Farmers in the northwest need access to affordable crop insurance

When the 2014 Farm Bill became law, it marked a pivotal moment in the history of U.S. farm policy. The new Farm Bill eliminated direct payments and reduced some of the price support policies of the past in favor of expanding crop insurance, which allows farmers to purchase varying levels of protection for their crops.

Gone are the days when farmers got a check every year regardless of weather or market conditions. Gone are the days when large-scale natural disasters would trigger wildly expensive disaster bills aimed at helping farmers get back on their feet. From here forward, farmers who want risk protection will receive a bill, not a check, when they sign on the dotted line every year.

This is a good thing for several reasons. First, crop insurance ensures farmers have a risk management plan in mind early in the year. In addition to that plan, they must put their money towards purchasing a crop insurance policy. This is no small amount of money for many farmers, who in 2014 spent roughly $3.8 billion on crop insurance premiums.

All told, those policies protected 295 million acres of farmland valued at $129 billion. Today, 90 percent of planted cropland is protected by federal crop insurance, which protects more than125 different varieties of crops in all 50 states.

The evolution to crop insurance has effectively moved risk management away from the public sector, funded exclusively by taxpayer dollars, and toward the private sector, where farmers and crop insurance companies help shoulder part of the cost of natural disasters. This is good for taxpayers because it takes them off the hook for the entire bill when disaster strikes, good for farmers who must always keep their risk management plan in mind, and good for rural America because farmers are the engines that generate economic activity.

Crop insurance has been around since 1938, but it wasn’t until Congress decided to make it affordable and ubiquitous that farmers really began to sign up.
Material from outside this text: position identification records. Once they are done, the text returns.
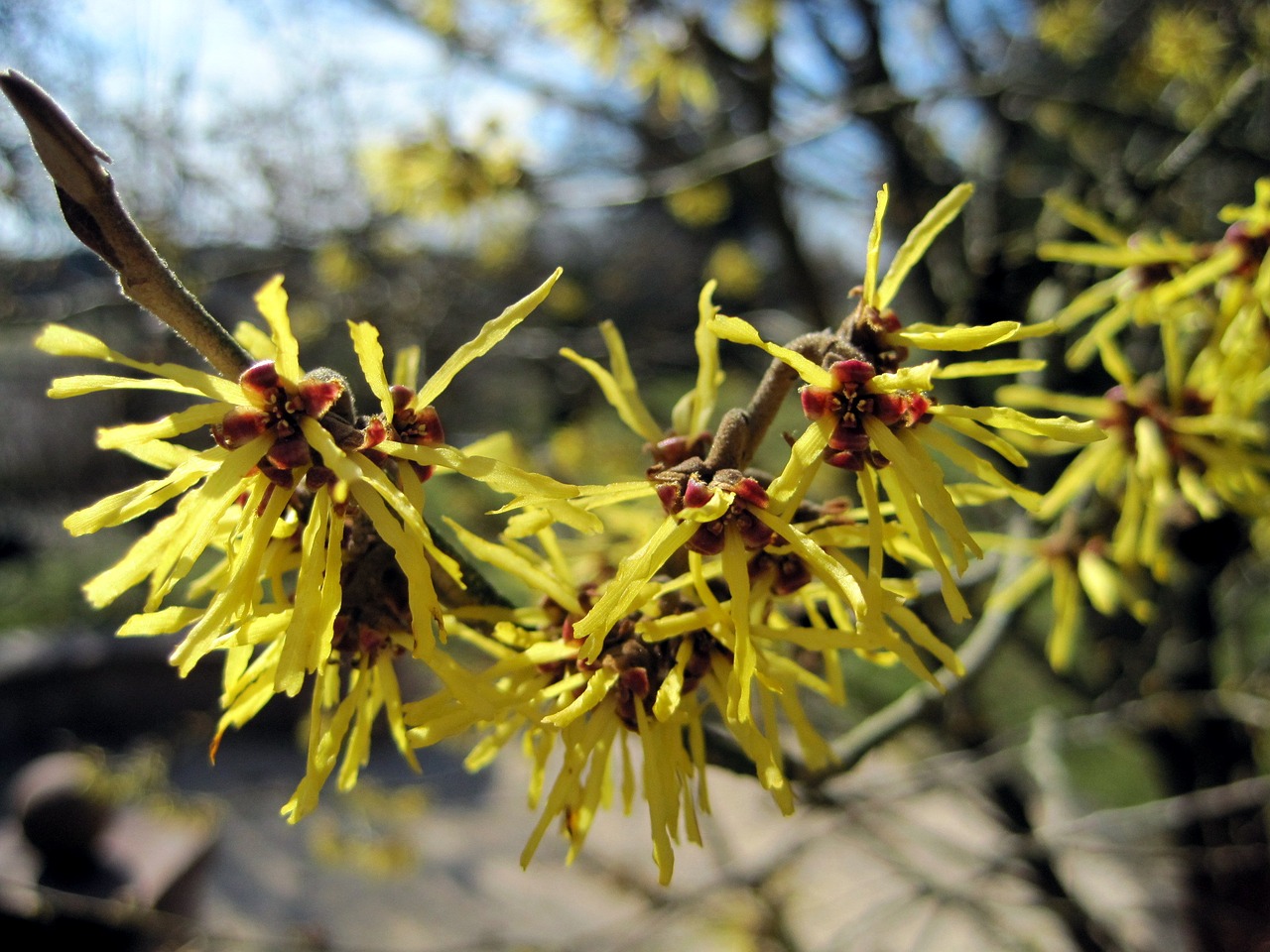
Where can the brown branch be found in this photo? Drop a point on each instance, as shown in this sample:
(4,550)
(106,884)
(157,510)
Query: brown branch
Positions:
(98,218)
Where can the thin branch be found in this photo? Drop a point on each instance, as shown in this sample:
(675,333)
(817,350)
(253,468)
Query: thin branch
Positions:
(98,218)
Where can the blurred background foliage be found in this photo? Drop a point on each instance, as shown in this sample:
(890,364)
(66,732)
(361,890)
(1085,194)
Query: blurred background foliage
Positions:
(421,163)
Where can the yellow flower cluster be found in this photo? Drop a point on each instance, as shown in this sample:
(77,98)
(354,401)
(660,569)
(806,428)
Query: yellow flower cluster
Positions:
(300,531)
(305,558)
(1187,436)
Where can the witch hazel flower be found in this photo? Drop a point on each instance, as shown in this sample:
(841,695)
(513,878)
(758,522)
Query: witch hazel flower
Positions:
(321,560)
(626,724)
(881,420)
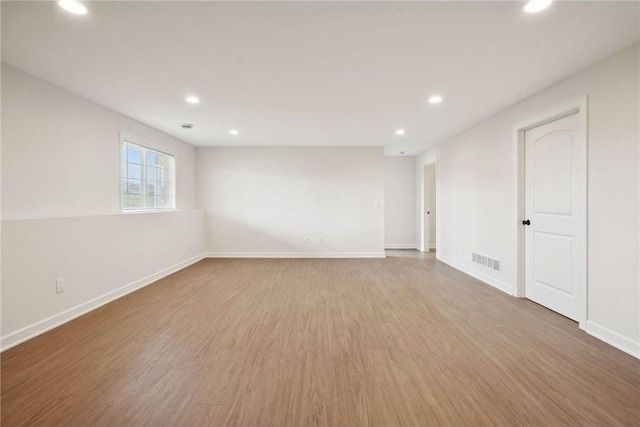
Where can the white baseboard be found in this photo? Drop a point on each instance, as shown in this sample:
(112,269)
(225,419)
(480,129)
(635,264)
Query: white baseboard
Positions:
(402,246)
(498,284)
(613,338)
(42,326)
(294,255)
And when disaster struck – as it does nearly every year somewhere here in the Northwest – farmers turned to their crop insurance policy and their insurance company, not their member of Congress, for help.

The demographics of farming can be rather scary, with the age of the average age of the nation’s 3.2 million farm operators at 58 years old and rising daily. For young and beginning farmers, access to affordable and reliable crop insurance is honestly a make-or-break issue. For those just entering farming, the costs are high and their ability to sustain a loss is very limited. For them, purchasing a crop insurance policy not only protects their crops, but their careers paths as well.

Crop insurance is very popular here in the Northwest, with farmers and ranchers in Washington, Oregon and Idaho spending more than $96 million out of their own pockets last year to purchase the peace of mind offered by crop insurance. Those policies protect the region’s apples, potatoes, sugar beets and a long list of other crops from the ravages of Mother Nature and volatile market swings.

In the old days, farmers largely relied on disaster assistance from the federal government in times of crisis. According to the Congressional Research Service, some forty-two ad hoc disaster assistance bills cost taxpayers $70 billion since 1989.

With access to affordable, available and viable crop insurance policies, farmers have the backstop they need to bounce back when our rapidly changing climate throws them a curve ball. That’s good for farmers, good for consumers who eat their produce, and good for the rural economy, which is largely supported by local farmers and ranchers.


Kent Wright is president of Northwest Farmers Union. This op-ed appeared in the Tri-City Herald on May 30, 2015.